We all harbor secrets. Caregivers harbor more than most for they hold the secrets of patients as well as their own. Caregivers are present to others at their most vulnerable times. Whether under the influence of pain, drugs, loneliness, childbirth or imminent death, caregivers are the keepers of intimate sharing.
Secrets have a kind of temperature. Some are trapped in the caves where we have tried to bury them. Others, the happier ones, bloom within like flowers in our own secret garden – private memories we visit when the world without looks barren.
Still other secrets rage within us like wild animals. They eat away at our souls until finally we may feel we need to open the cage door to release them. This is the phenomenon that has given birth to the modern talk show – Oprah Winfrey at the gracious end of the spectrum, Jerry Springer at the circus end….
What is the temperature of your secrets? The confidences shared with you by patients in intimate times may be part of the rich fabric of your life – the things you consider when you hear yourself say: "i could write a book…" But you won’t, because you will honor what your patients have shared with you and you alone.
Caregiving is sacred work in part because of the privacy of the experience. You enter another’s life as a stranger and rapidly learn some of the most personal aspects of that person’s life.
Perhaps, at this moment, your mind is scanning some of the stories that have come before you.
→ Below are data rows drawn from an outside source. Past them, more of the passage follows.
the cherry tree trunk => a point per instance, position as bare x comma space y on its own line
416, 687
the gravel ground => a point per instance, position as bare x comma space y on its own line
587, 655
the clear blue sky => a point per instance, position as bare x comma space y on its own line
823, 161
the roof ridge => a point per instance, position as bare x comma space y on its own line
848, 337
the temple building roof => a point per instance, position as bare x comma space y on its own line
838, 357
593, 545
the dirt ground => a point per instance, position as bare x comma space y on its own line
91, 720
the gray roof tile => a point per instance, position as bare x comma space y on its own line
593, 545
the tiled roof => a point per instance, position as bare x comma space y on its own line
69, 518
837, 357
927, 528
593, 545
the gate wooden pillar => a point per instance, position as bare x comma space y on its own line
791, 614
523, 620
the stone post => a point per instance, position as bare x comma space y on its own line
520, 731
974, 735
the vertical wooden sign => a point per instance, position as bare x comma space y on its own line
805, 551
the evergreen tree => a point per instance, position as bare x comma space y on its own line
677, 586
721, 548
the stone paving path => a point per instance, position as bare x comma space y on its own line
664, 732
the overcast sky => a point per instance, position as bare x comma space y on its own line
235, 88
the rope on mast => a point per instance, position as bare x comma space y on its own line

But this is really about your story. Are their secrets that are weighing you down as well as private memories that buoy you? For the matters that sit on your shoulders as lead weight, is there anyone with whom you might share this weight?
Talk shows aside, we live in an age where secret-sharing with trusted counselors is easier now than it has ever been. There is no longer any need to hide our troubles. Sharing with a counselor is the beginning of the process. From there, a new opportunity awaits you to craft a new life free of some of the dragons that may have threatened you for years.
This is an invitation, not a command. As a caregiver that has listened to so much from others, is it time to unburden your heart to someone who might help you? Would this process of sharing enable you to live a better and more fulfilling life?